We have provided a clear description of key parameters we are following through the launch. We’ve provided the revenue figures for the last two quarters, showing over 100% growth in revenue. We believe we can maintain this trajectory, thanks to continuous execution of our KPIs following the launch. We provide guidance way based on the consensus that we can reach. We don’t wish to go further with our expectations or discussions regarding our outlook at this point.

That’s helpful. Thank you. My next question is on TransCon CNP. Can you elaborate more on the Phase 2b trial that you plan to conduct? How does this fit into and complement your two Phase 2 trials? Do you have plans that go beyond the 100 micrograms per kg per week for your patients in the open-label extension study?

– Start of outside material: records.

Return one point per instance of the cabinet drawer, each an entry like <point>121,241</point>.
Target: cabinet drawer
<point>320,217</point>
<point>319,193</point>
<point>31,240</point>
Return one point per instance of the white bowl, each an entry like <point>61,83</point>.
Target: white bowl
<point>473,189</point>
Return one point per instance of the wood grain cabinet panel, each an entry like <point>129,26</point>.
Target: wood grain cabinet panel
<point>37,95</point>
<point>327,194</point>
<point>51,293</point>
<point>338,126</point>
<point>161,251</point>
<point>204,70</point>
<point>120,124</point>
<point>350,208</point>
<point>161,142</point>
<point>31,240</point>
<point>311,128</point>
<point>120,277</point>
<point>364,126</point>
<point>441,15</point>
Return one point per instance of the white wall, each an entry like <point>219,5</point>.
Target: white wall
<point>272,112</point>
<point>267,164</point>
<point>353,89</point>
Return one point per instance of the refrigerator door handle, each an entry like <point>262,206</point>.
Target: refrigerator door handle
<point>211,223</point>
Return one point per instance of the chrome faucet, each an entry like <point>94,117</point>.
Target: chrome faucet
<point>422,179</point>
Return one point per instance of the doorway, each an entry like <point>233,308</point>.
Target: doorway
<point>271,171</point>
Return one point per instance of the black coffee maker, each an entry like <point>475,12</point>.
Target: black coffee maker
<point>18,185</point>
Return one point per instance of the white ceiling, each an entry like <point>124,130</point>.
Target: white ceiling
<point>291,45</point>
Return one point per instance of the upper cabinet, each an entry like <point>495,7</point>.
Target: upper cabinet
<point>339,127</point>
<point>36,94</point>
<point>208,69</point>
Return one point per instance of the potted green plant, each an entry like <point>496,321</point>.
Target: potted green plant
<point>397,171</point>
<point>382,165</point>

We have an ongoing Phase 2 trial with 100 patients mainly in Europe and the U.S., and none of these patients have dropped out. This ongoing trial provides these patients with hope and a treatment option. We are also initiating the Phase 2b trial to explore additional parameters alongside the primary endpoint of analyzed growth velocity we focus on in the current trial. Once we have the Q4 data, we will analyze it thoroughly, potentially providing insights into improving our outcomes. We want to optimize our clinical evidence through this Phase 2b trial.

This concludes today’s conference call. Thank you all for participating. You may now disconnect.